Bilirubin is the breakdown product of hemoglobin and myoglobin, the oxygen carrying proteins in the red blood cells and muscle cells. After being stripped of their iron, these proteins are released into the blood as bilirubin. Bilirubin occurs in two forms, conjugated (direct) and unconjugated (indirect). The unconjugated form is the ”raw” bilirubin that is taken up by the liver, processed to conjugated and excreted in the bile. The total bilirubin level in the blood usually runs less than 2.5 mg/dl, with most of this being indirect bilirubin.
Since the liver is the organ responsible for processing bilirubin, elevations are to be expected with liver disease. However, elevations can also occur if the horse is off feed. During fasting, a combination of higher levels of fatty acids released from fat stores for energy and lower liver cellular levels of available glucose seem to combine to reduce how rapidly the liver clears bilirubin. Bilirubin in a fasted horse may reach as high as 10 or 20, and be associated with obvious yellowing of the eyes and gums, without there being any liver disease.

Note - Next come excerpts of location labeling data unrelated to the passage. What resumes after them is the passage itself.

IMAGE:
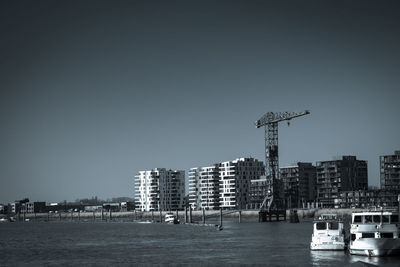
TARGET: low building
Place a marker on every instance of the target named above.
(112, 206)
(236, 177)
(367, 199)
(390, 171)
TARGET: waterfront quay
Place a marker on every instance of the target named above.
(159, 216)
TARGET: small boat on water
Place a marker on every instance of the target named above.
(170, 218)
(328, 233)
(375, 233)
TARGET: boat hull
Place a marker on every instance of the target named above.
(330, 246)
(375, 247)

Bilirubin is also commonly elevated for a day or more after strenuous exercise, probably as a combined result of some myoglobin leakage from muscle and exercise related red blood cell destruction. Similarly, it may go up with tying up, other muscle injuries, or anything that causes red blood cell destruction. Again, these elevations in bilirubin are not related to liver disease.
If only elevated bilirubin is found, the cause is not liver disease. As with all other indicators of liver function, elevated bilirubin must be interpreted in the context of all the test results, not as an isolated finding. Because it takes fairly extensive damage to the liver to elevate bilirubin, you would expect to see elevations in all the liver enzymes across the board, including very high levels of GGT.

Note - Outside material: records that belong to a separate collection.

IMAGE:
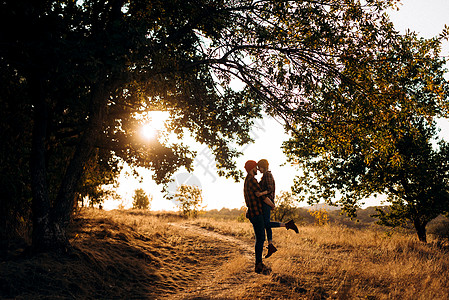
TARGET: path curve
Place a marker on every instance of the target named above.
(229, 279)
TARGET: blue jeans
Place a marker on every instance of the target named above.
(267, 223)
(259, 231)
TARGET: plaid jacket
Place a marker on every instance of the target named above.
(253, 202)
(267, 184)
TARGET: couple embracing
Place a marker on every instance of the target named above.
(259, 199)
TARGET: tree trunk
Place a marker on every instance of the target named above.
(420, 230)
(39, 186)
(50, 223)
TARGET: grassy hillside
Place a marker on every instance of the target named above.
(143, 255)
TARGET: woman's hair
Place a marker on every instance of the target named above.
(263, 163)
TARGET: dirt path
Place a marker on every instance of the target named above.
(229, 280)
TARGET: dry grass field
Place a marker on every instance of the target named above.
(145, 255)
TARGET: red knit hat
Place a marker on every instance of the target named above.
(249, 165)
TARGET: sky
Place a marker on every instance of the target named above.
(425, 17)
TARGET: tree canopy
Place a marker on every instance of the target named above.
(381, 142)
(80, 74)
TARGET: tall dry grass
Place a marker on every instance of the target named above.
(337, 262)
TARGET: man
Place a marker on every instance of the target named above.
(267, 184)
(254, 204)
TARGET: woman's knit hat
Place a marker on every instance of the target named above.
(249, 165)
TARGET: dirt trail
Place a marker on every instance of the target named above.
(228, 280)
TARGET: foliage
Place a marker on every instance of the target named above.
(381, 142)
(141, 200)
(189, 200)
(285, 207)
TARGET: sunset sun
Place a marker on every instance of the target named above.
(156, 122)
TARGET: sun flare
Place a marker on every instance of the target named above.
(155, 123)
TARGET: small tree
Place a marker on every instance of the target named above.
(285, 207)
(189, 200)
(141, 199)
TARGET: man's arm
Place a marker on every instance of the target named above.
(269, 202)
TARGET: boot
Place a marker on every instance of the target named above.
(291, 225)
(262, 269)
(271, 249)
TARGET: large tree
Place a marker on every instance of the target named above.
(89, 69)
(380, 142)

An exception to this would be a horse whose liver is essentially nonfunctioning and replaced by extensive scarring, in which case enzymes may be very low but bilirubin extremely high. A horse in this condition would also have obvious neurological disease because of back up of other toxin substances in the blood, particularly ammonia. The horse would also have blood-clotting abnormalities.
Albumin is an important protein circulating in the blood. Its functions are to bind various drugs and hormones, and to maintain the osmotic pressure of the blood in a normal range. Albumin is manufactured in the liver and levels will drop with severe liver disease, but this would be in a scenario of extensive liver disease as just described under bilirubin. Other causes of low albumin are malnutrition/starvation (low protein intakes) and loss of albumin through intestinal tract disease such as malignancy or colitis.
Albumin may also drop with extensive skin loss (e.g. burns), widespread skin disease such as purpura hemorrhagica, loss in urine with advanced kidney disease or during bodywide bacterial infections. Differentiating between these conditions, all very serious, usually isn’t difficult.